スピードアップデートとは?

GoogleがWebサイトの検索ランキングをつけるための要素が200項目以上あるといわれていますが、その中の要素のひとつにページの読み込み速度があります。

もともとはPC検索だけが対象でしたが、モバイル検索でもランキングの要因となり、そのアルゴリズムをスピードアップデート(Speed Update)と呼んでいます。

今回はスピードアップデートの解説とページ表示速度を改善するための方法をまとめます。

スピードアップデートとは?

スピードアップデート(Speed Update)とは、モバイル検索において、ページの読み込み速度を検索順位を決める要素のひとつとするGoogleのアルゴリズムのことです。
2018年7月から導入されたアルゴリズムで、検索順位に影響が出るのは圧倒的にスピードが遅い場合に影響するだけであり、ごくわずかな割合のクエリにしか影響しないようです。

そのため通常のサイトを運営していればスピードアップデートの影響を受けないと思われます。
しかしページ表示速度を改善することで直帰率を改善できたり、回遊率を向上できたりするため、スピードアップデートを意識して改善するというより、ユーザビリティ改善のため表示速度を速くすることがよいでしょう。

 

・Google公式ブログでの公式発表「ページの読み込み速度をモバイル検索のランキング要素に使用します」
https://webmaster-ja.googleblog.com/2018/01/using-page-speed-in-mobile-search.html

 

・Google金谷氏によるスピードアップデートのロールアウトのツイート
https://twitter.com/jumpingknee/status/1016260998427131905

スピードアップデート導入後どうなった?

2018年7月のスピードアップデート導入後、多くのサイトで表示速度の改善が見られたようです。
これは2019年4月のGoogleの公式ブログで報告されており、特に以下のポイントが挙げられます。

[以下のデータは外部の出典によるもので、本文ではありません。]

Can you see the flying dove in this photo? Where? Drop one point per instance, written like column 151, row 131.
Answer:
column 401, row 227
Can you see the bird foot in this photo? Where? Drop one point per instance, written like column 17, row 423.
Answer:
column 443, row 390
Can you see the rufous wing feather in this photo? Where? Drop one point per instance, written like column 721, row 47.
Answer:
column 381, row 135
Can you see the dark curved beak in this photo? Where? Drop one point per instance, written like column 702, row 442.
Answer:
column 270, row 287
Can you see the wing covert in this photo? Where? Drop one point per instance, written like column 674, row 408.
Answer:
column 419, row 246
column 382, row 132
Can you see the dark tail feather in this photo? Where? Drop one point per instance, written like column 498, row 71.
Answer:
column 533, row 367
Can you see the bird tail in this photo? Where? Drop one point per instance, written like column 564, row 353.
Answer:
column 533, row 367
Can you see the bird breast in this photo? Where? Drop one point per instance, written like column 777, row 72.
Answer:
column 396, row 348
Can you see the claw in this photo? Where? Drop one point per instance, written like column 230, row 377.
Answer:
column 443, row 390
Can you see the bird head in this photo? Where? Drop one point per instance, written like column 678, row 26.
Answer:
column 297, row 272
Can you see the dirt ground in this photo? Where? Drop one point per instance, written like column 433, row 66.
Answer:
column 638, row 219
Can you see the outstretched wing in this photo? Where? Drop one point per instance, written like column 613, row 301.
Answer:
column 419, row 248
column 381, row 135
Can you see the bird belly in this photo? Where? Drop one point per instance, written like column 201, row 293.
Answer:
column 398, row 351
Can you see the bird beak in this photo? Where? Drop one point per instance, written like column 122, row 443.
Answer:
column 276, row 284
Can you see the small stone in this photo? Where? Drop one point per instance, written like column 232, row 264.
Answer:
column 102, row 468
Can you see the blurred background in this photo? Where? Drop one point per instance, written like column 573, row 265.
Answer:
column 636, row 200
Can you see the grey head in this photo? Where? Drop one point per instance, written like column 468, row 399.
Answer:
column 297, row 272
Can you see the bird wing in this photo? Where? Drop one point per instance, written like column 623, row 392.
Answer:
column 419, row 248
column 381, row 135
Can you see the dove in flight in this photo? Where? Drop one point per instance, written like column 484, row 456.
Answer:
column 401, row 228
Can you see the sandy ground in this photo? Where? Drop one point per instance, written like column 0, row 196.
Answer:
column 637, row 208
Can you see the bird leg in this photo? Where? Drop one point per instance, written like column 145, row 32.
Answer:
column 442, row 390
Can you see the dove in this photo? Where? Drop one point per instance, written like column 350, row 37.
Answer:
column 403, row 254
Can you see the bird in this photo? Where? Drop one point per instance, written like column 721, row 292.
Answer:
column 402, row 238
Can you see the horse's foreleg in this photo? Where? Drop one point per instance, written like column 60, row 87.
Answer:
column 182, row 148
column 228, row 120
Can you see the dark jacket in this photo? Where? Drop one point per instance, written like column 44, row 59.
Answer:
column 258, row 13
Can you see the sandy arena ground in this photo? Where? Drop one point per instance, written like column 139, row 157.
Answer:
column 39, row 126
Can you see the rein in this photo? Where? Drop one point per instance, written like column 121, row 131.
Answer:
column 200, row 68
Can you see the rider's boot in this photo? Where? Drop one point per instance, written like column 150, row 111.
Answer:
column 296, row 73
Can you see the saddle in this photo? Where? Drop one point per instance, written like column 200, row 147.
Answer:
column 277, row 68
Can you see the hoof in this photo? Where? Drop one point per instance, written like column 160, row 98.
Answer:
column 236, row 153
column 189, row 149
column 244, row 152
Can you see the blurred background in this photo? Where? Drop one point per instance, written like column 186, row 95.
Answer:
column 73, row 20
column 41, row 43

・最も遅いトラフィックの3分の1について、ユーザー中心のパフォーマンス指標が2018年に15%から20%に向上した。

・95%以上の国でスピードが向上した。

・ページ表示速度の向上で、検索からの離脱率が20%減少した。

・2018年は、2億以上の固有のURLが、PageSpeed Insightsで10憶以上のパフォーマンス検証が行われた。

Googleの報告にある通り、ページ表示速度が改善された結果、よいパフォーマンスにつながっていることが分かります。

※「ユーザー中心のパフォーマンス指標」についての説明はこちらを参照ください。

ページ表示速度を改善するための方法

ページ表示速度を改善するための方法として、Googleが公式に提供しているツールを利用することがよいです。

PageSpeed Insights

PageSpeed Insights
https://developers.google.com/speed/pagespeed/insights/?hl=ja

PageSpeed Insightsは、パソコンおよびモバイルのページの読み込み速度が、速いのか、遅いのか、平均なのか、数値を含めて分析できるツールです。
またページのコンテンツを解析し、読み込み速度を速めるための改善方法も提示してくれます。

PageSpeed Insightsの使い方は簡単で、調査したいURLを入力して、「分析」ボタンをクリックするだけで結果が確認できます。

上部にモバイルとパソコンのタブがありますので、両方の測度スコアが分かります。
またページの読み込み速度を短縮するための改善項目やアプリケーションのパフォーマンスに関する詳細が確認できます。

Test My Site

Test My Site
https://testmysite.withgoogle.com/intl/ja-jp

Test My Siteは、モバイルページの速度を分析できるツールで、3Gでの読み込み時間、訪問者の推定離脱率、同じ業種内の速度比較ができます。
また無料レポートを取得することもできますので、そのアドバイスを参考に速度改善に役立てることができます。

まとめ

ページ表示速度はランキング要因になっていますが、順位改善のためというより、ユーザビリティ改善のために行うことが大事です。
画像を圧縮したり、サーバーのパフォーマンスを向上させたり、地道に改善していくことで、検索からのトラフィックを増やしたり、ユーザーの成果向上にもつながります。
Googleから提供しているツールを活用し、スピード改善に役立てましょう。